SourceCred is anchored by a simple goal: we want open-source contributors to earn a living, and a share in the value created on top of their contributions. At first, we focused on the obvious problem: where will the money come from? We were inspired by the ability of cryptocurrencies to fund open-source projects, and started SourceGrain, with the goal of letting every open-source project issue its own token.
However, as this idea evolved, we ran into a big problem: we don't know who deserves credit in an open-source project, and thus we don't know how to distribute the rewards. The obvious approaches, like counting commits or lines of code, would be far too easy to game and would miss out on key aspects of a commit like code quality. Further, such approaches would miss out on key work like design feedback or issue triaging.
This inability to quantify contributions accurately affects every method for funding open-source. Projects need a fair system for deciding how to distribute rewards regardless of whether they come through sponsorships, donations, cryptocurrency airdrops, or through any other means. SourceCred is designed to do just that.
SourceCred assigns a score, called 'cred', to users and contributions in a project. It does this by generating a 'contribution graph', for the project, then running PageRank on it. The contribution graph can contain any kind of contribution, and the relationships between them. For example, a GitHub comment, StackOverflow answer, and npm package could all be contributions, and 'referenced another comment', or 'answered this question', or 'dependent on that package' would be examples of relationships. The PageRank algorithm ensures that every contribution gets cred based on its relationships to other contributions, and in proportion to how valuable those other contributions were.

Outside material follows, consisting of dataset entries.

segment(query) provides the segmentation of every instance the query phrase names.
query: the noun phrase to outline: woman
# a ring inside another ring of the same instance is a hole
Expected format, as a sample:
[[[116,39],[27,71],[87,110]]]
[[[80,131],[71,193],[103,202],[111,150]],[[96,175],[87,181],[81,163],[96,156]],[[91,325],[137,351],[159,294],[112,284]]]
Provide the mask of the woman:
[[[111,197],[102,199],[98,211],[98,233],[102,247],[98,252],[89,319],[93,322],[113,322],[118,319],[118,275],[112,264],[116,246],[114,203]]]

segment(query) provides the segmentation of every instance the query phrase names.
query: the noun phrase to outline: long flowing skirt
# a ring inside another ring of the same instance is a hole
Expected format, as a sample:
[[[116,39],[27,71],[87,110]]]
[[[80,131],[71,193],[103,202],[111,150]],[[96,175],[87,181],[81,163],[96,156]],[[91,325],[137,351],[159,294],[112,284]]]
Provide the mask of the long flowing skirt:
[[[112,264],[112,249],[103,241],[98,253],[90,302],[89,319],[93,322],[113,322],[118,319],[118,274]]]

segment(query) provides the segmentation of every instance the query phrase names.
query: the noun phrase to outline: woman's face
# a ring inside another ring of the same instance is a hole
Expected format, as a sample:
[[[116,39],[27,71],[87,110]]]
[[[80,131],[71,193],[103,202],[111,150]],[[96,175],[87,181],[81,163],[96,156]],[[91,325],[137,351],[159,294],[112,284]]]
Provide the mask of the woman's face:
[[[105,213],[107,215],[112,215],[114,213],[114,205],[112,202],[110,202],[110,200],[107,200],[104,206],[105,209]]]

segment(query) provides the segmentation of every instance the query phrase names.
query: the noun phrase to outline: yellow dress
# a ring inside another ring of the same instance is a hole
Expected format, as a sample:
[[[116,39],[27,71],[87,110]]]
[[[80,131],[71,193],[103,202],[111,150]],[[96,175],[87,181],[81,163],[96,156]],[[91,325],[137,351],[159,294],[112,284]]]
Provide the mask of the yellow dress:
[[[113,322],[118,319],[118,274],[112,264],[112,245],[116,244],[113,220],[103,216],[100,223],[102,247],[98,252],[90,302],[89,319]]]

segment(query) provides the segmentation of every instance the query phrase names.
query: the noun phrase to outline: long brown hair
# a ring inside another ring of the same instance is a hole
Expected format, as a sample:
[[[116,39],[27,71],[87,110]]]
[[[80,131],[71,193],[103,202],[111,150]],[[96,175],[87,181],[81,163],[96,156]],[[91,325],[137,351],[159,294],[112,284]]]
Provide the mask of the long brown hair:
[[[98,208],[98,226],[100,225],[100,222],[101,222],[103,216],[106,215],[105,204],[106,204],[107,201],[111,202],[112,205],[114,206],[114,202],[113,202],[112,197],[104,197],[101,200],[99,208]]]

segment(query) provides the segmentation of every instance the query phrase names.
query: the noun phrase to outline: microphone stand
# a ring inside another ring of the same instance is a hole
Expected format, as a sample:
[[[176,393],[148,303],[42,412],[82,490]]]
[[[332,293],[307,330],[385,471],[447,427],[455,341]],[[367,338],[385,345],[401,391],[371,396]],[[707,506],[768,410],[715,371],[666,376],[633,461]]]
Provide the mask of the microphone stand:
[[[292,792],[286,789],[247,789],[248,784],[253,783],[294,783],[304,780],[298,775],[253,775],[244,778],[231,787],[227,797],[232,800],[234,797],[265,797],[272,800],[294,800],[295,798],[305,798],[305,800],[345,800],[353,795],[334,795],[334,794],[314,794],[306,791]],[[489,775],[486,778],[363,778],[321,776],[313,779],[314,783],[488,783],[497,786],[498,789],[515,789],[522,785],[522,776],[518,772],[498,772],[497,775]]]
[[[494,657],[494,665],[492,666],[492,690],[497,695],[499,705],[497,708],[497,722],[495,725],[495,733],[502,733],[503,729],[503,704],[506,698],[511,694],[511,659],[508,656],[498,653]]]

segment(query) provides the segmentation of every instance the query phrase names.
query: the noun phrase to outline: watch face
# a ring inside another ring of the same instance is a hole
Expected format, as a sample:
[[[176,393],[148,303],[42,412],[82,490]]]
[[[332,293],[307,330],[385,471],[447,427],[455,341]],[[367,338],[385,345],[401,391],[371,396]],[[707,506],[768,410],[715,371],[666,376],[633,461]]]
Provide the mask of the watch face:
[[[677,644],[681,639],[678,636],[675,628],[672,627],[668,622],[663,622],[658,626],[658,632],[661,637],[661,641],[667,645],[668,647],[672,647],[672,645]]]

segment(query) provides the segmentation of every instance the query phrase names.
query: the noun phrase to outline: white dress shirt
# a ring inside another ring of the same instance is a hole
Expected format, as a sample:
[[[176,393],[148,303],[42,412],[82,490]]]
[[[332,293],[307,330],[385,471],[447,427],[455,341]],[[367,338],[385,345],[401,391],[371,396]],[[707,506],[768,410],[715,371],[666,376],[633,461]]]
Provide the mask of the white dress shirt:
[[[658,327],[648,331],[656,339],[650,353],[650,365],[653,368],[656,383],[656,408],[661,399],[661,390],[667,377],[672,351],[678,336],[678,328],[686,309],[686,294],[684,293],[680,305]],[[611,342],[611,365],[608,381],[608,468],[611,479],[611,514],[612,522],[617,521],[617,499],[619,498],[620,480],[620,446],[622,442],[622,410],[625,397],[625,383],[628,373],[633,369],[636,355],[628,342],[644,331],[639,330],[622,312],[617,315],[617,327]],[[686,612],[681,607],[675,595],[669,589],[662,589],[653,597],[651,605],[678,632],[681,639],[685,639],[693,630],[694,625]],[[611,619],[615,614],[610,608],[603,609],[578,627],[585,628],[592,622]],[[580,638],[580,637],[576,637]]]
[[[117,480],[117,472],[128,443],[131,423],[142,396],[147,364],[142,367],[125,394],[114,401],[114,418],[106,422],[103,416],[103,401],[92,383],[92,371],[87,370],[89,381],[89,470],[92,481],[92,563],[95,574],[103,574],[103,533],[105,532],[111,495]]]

To get a feel for how this works, try exploring SourceCred's own cred. The initial view will show you how much cred each user has; clicking the '+' next to a person's lets you explore how that cred came from all the contributions they've worked on. You can keep clicking '+' to dive down to the level of an individual pull request or commit. Also, try using the dropdown slider to filter by types of contributions; for example, you can use it to find all of the GitHub issues in the repository, ranked by cred.
As you explore the UI, you'll also notice a 'Show weight configuration' button. The weights allow you to assign levels of importance to different types of contributions and relationships. For example: by default, pull requests have more weight than comments, and being referenced yields more cred than referencing something.
We also plan to add 'heuristics', which allow custom logic for evaluating contributions. For example, a heuristic might increase the weight of pull requests that add tests and documentation, but decrease the weight of comments that just say "me too".
SourceCred is currently in an early beta stage, with much of the core infrastructure in place, and a functioning prototype. Anecdotally, SourceCred seems to do a good job of assigning cred to the major contributors of GitHub projects; we've shown contributors' cred totals to the maintainers of several projects, and the feedback has been quite positive. However, SourceCred doesn't yet do a great job of assigning cred to individual pull requests, issues, or commits. There isn't yet much data distinguishing pulls or commits from each other, so whichever ones get more discussion often get the highest scores.
The next big frontier for improving cred quality is adding source-code analysis. We'll do this by adding files and functions into the contribution graph. We also plan to add "time-based cred", to answer questions like "who made the most valuable contributions this month?"
We'd love to have you as a part of the SourceCred community! You can run SourceCred on your own projects by following the instructions in our GitHub repository, and please drop by our Discord chat and say hello!
Why Use Contribution Graphs?
SourceCred bases everything around contribution graphs because they are such an abstract and flexible data structure. We love that they can encode a huge scope of possible contribution types, and possible relationships between contributions. That will allow us to incorporate more and more kinds of contributions, like messages on a mailing list, or giving talks, or organizing community meetups, etc. In the future, we imagine SourceCred being used for entirely non-code projects, e.g. it could be used as a credit attribution system within a scientific collaboration.
Why Use PageRank?
We like the PageRank algorithm because it does a good job of assigning scores to a cred graph, and is already reasonably gaming-resistent. Just creating a bunch of spam posts won't earn very much cred, because not many contributions will be connected to the spam.
As our needs develop, we'll make a number of modifications to PageRank. Already, the weighting system described above isn't part of the base algorithm. We see more modications on the horizon.
Won't people game SourceCred?
It's inevitable that once SourceCred is active, people will start to change behavior in response to the metric. Actually, we're hoping for that: we want SourceCred to incentivize people to do those important tasks, like writing docs and triaging issues, that projects struggle with today.
However, if SourceCred is implemented poorly, it will reward people who focus on irrelevant or even harmful activities. For example, a user might spam the issue tracker with meaningless posts, or add an empty code review to every pull request.
Community moderation can go a long way to stopping this kind of outright gaming. Project maintainers can act as moderators and remove spam posts, or directly dock the attackers' cred. However, some "gaming" will be a lot more subtle. For example, users might write useful posts in a deliberately controversial way, so as to generate more replies and then earn more cred.
For these types of problems, there is no silver bullet. (If there were, then Goodhart's law wouldn't be a law.) However, we think that a two-pronged approach will be effective.
First, since open-source communities are communities, they can develop social norms around using SourceCred, and regulate their own behavior. SourceCred's focus on making the results highly transparent will make it easier to spot when people are gaming.
Second, since SourceCred is itself open-source, anyone can propose new heuristics to mitigate gaming. For example, the community could develop a machine learning model to distinguish between threads that are constructive and threads that are flame wars or more generally adapting SourceCred to their project's specific needs.
Is SourceCred open-source?
Yes, entirely! SourceCred is dual-licensed under MIT and Apache 2.0.
Who's supporting SourceCred?
SourceCred is being developed with funding and support from Protocol Labs.
What's the relationship between SourceCred and SourceGrain?
You can think of SourceCred as the "IPFS" to SourceGrain's "Filecoin". SourceCred is building a protocol for credit attribution independent of economic incentives, and SourceGrain will add an incentive layer on top using SourceCred. They can nonetheless exist independently from one another, for instance with SourceCred being used for other purposes, or SourceGrain being used atop another credit attribution system.